Hören Sie zu! Sie müssen die Welt informieren

Die Öffnung von Systemen kann über eine Benutzeroberfläche oder über eine Anwendungsprogrammierschnittstelle erfolgen. Die API-Perspektive ist seit den späten 90er Jahren in aller Munde. Aber eine API ist etwas, dem das System nur zuhört. Um eine kollaborative Komponentisierung zu erreichen, ist es unerlässlich, dass eine Komponente über ihre Datenänderungen informiert wird. Das ist die Essenz der Event Sourcing Technologie.

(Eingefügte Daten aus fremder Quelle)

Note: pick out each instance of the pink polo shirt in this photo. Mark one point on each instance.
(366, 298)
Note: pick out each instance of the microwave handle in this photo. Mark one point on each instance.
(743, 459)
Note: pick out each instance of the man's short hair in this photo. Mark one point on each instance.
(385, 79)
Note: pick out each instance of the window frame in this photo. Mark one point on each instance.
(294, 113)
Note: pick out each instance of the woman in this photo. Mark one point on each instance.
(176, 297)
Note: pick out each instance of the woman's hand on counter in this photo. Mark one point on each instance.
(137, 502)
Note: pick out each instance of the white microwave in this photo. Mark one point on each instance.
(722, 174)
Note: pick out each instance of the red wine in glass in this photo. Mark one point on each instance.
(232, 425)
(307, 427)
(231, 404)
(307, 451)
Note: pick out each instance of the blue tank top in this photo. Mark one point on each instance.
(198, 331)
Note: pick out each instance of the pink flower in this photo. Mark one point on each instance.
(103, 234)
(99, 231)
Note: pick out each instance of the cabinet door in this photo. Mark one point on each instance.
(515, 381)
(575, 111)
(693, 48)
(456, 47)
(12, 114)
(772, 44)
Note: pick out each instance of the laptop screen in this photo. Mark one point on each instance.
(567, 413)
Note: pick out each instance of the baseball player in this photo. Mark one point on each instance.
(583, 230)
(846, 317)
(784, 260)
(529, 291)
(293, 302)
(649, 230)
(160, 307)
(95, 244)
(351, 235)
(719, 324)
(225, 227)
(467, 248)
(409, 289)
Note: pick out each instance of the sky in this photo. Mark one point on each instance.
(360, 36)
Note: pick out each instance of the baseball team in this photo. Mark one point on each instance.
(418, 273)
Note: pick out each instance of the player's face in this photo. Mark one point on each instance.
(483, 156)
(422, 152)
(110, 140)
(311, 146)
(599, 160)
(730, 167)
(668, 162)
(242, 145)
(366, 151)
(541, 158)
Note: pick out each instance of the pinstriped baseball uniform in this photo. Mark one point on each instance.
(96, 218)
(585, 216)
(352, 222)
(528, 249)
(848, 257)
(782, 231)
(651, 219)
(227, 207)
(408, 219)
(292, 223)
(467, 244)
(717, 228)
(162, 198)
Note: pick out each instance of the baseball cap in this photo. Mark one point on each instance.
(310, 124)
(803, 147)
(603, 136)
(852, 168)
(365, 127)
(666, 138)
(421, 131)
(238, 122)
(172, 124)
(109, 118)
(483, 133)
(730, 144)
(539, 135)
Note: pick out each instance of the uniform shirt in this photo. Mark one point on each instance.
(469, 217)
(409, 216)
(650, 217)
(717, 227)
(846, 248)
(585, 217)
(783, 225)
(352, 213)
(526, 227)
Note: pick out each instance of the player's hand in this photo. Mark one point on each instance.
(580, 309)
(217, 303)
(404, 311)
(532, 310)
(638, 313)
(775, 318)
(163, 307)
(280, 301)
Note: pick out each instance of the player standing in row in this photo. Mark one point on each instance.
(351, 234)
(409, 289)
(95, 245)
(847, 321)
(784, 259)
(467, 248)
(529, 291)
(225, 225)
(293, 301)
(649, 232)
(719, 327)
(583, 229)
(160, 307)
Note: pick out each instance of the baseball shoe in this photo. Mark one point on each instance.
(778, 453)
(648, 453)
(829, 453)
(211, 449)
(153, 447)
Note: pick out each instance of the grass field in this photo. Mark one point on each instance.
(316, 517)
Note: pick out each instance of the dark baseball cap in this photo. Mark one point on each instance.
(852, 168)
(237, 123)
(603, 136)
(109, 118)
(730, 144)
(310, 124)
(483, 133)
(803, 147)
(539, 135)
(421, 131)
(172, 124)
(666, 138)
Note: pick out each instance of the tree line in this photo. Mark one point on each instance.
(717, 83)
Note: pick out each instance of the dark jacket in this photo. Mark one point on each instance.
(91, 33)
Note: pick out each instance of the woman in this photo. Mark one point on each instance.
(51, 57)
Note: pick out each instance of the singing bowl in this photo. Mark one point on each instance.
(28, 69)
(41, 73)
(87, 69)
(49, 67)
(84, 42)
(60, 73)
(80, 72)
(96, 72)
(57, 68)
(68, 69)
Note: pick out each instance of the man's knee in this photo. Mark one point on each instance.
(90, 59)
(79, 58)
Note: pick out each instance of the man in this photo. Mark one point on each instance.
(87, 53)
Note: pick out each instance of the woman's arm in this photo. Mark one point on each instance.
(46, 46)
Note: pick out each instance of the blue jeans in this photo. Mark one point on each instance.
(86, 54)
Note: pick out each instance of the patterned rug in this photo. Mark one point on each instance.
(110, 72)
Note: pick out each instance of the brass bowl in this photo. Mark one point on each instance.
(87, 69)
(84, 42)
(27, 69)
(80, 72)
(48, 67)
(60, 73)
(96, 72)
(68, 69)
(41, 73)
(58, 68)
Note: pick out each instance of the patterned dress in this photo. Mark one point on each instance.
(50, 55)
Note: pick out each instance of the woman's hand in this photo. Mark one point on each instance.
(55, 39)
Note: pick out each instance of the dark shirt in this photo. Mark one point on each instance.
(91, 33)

Konfiguration ist eine Programmiersprache

Viele der Kundenprodukte, die wir kennen, haben eine Art Stack, der die Produktivität der Entwickler unterstützt. Dabei kann es sich um ein 4GL-Framework oder um eine Reihe von Bibliotheken und Frameworks handeln, die die 3GL-Produktivität verringern helfen. In beiden Fällen gibt es außer auf der Ebene des Frameworks selbst nur wenig Unterstützung für die Konfiguration und Anpassung. Einstellungen werden über Eigenschaftsdateien, XML-Dateien, hier und da in Datenbanktabellen vorgenommen. Und niemand hat den Überblick über das Ganze, abgesehen von einigen wirklich erfahrenen und klugen Leuten im Implementierungsteam des Kunden.

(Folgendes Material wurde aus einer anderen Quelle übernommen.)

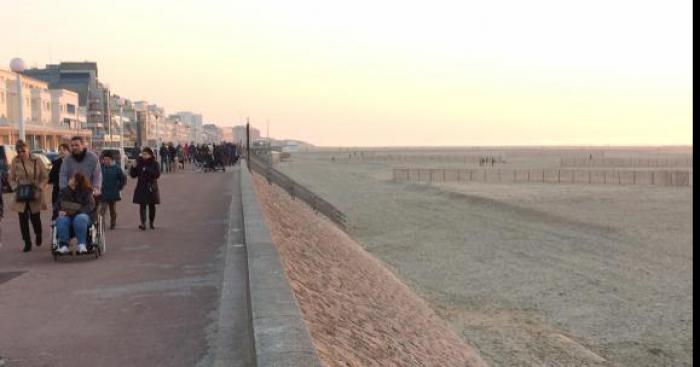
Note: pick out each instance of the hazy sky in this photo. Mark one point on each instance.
(386, 72)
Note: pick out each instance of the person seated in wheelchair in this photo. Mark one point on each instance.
(76, 212)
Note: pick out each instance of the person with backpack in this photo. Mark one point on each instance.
(113, 181)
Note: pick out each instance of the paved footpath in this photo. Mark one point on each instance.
(152, 300)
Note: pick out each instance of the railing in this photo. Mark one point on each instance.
(262, 166)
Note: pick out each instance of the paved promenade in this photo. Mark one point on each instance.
(154, 299)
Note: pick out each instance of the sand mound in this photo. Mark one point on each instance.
(358, 312)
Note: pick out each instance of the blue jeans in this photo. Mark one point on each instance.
(80, 223)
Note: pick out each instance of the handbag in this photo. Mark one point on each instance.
(26, 192)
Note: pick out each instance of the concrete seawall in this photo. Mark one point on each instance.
(280, 333)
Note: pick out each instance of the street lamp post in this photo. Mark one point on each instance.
(121, 124)
(17, 66)
(158, 141)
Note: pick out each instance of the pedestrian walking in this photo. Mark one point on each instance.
(113, 181)
(29, 177)
(76, 211)
(81, 160)
(54, 176)
(180, 156)
(146, 193)
(164, 156)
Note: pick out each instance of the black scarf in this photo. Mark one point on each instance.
(80, 156)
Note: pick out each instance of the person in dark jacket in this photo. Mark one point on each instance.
(146, 193)
(164, 158)
(54, 176)
(77, 210)
(113, 181)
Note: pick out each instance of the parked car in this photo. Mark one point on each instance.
(7, 154)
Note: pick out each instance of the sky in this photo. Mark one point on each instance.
(386, 73)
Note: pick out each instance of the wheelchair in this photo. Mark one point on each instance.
(96, 242)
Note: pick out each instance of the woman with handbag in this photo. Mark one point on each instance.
(29, 178)
(146, 193)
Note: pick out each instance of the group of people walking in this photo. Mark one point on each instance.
(173, 157)
(81, 183)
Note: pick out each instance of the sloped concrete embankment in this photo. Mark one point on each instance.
(357, 311)
(280, 334)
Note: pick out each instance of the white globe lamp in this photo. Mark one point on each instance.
(17, 65)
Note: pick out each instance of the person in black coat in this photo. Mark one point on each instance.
(146, 193)
(54, 177)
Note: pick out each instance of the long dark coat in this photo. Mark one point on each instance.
(147, 172)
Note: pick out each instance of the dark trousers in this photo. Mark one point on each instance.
(24, 218)
(151, 212)
(112, 204)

In gewisser Weise bilden die gesamte Konfiguration und die Einstellungen, die in der Anwendung verwendet werden können, eine Programmiersprache für die Implementierungsberater. Aber ist es eine solide Sprache? Domain-Driven Design zusammen mit Domain Specific Languages kann hier wirklich helfen, den nächsten Schritt zu machen.

Und was wäre, wenn eine solche Sprache visuell wäre? Ein Bild sagt mehr als 1000 Worte.

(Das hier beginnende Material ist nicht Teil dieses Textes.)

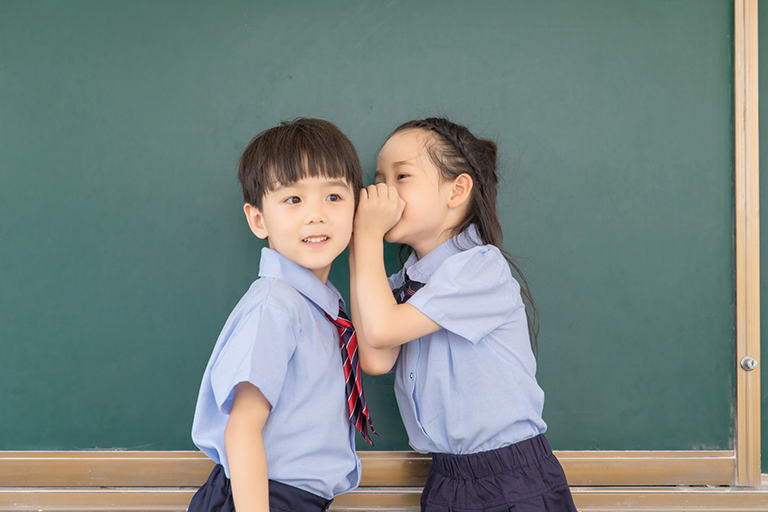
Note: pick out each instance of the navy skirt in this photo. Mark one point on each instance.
(523, 477)
(216, 496)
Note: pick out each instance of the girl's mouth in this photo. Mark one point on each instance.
(315, 239)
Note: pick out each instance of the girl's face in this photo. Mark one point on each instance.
(427, 220)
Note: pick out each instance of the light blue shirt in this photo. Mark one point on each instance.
(471, 386)
(279, 339)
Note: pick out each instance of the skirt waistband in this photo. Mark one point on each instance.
(483, 464)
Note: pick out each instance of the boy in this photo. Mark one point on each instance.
(272, 410)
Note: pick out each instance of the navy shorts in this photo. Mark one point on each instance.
(216, 496)
(522, 477)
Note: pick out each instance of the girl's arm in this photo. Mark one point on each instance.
(245, 449)
(385, 323)
(373, 361)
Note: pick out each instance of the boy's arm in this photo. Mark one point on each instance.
(373, 361)
(385, 323)
(245, 449)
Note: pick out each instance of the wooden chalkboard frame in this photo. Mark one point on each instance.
(747, 169)
(738, 467)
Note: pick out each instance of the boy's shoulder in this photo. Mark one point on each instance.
(273, 293)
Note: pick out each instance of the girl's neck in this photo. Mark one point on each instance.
(428, 246)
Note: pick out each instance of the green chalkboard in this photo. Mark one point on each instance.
(123, 245)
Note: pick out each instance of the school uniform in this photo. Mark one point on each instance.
(468, 392)
(279, 339)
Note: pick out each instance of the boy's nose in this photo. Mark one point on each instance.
(315, 214)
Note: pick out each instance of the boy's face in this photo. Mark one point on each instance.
(309, 221)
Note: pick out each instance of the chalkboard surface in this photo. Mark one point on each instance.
(123, 246)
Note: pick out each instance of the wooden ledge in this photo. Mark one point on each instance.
(391, 499)
(400, 469)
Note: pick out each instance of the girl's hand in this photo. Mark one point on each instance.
(379, 209)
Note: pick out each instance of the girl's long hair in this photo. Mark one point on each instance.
(455, 151)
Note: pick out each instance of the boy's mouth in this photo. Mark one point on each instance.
(315, 239)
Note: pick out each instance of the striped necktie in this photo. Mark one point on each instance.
(358, 407)
(405, 292)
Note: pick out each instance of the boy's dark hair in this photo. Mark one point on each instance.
(297, 149)
(454, 150)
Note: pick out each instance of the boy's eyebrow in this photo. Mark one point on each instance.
(338, 183)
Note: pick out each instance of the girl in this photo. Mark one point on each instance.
(456, 330)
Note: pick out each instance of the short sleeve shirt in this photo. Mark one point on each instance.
(470, 386)
(279, 339)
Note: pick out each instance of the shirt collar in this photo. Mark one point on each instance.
(422, 269)
(325, 296)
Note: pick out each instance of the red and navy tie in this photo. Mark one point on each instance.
(358, 407)
(405, 292)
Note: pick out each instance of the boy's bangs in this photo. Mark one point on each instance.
(296, 167)
(297, 149)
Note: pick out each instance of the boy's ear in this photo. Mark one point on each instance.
(255, 220)
(460, 190)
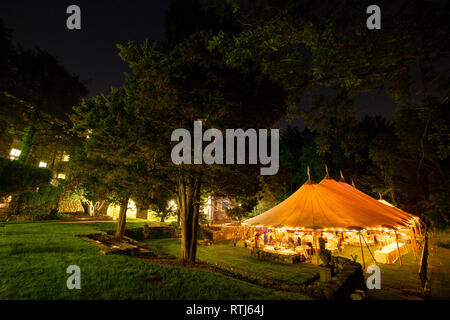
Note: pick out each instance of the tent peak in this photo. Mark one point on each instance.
(327, 176)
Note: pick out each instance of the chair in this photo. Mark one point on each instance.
(3, 221)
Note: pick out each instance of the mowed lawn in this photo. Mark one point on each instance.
(34, 257)
(239, 258)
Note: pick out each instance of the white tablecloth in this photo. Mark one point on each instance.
(389, 253)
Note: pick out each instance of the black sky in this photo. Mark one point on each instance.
(91, 53)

Ehrgeiz mit Bescheidenheit sollte die Funktion des Verhungerns beenden

In dieser Reihe von Tech-Blogs möchte ich tiefer in jedes dieser Themen eintauchen. Sie decken eine Reihe von Technologien, Mustern und Ansätzen ab, die zusammengenommen einem Unternehmen helfen werden, bei der Softwareentwicklung agiler und zukunftsfähiger zu werden. Und wenn sie diszipliniert angewendet werden, verwandeln sie den Feature-Hunger in einen kontinuierlichen Feature-Strom bis hin zur agilen Budgetierung.

Woher diese Muster und Technologien kommen, welche Probleme sie zu lösen versuchen und wie wir sie in unserem eigenen Produktstapel anwenden können, sind wichtige Fragen. Begleiten Sie uns auf unserem ehrgeizigen Weg, eine Tradition der bescheidenen Handwerkskunst zu formen.

Verfasst von

Thijs Petter, CTO

Thijs is a key member of coMakeIT’s executive leadership and senior management team. With extensive, hands-on experience in design, architecture, and development, Thijs accumulated an impressive track record and played a crucial role in enabling the success of numerous technology companies with a global reach.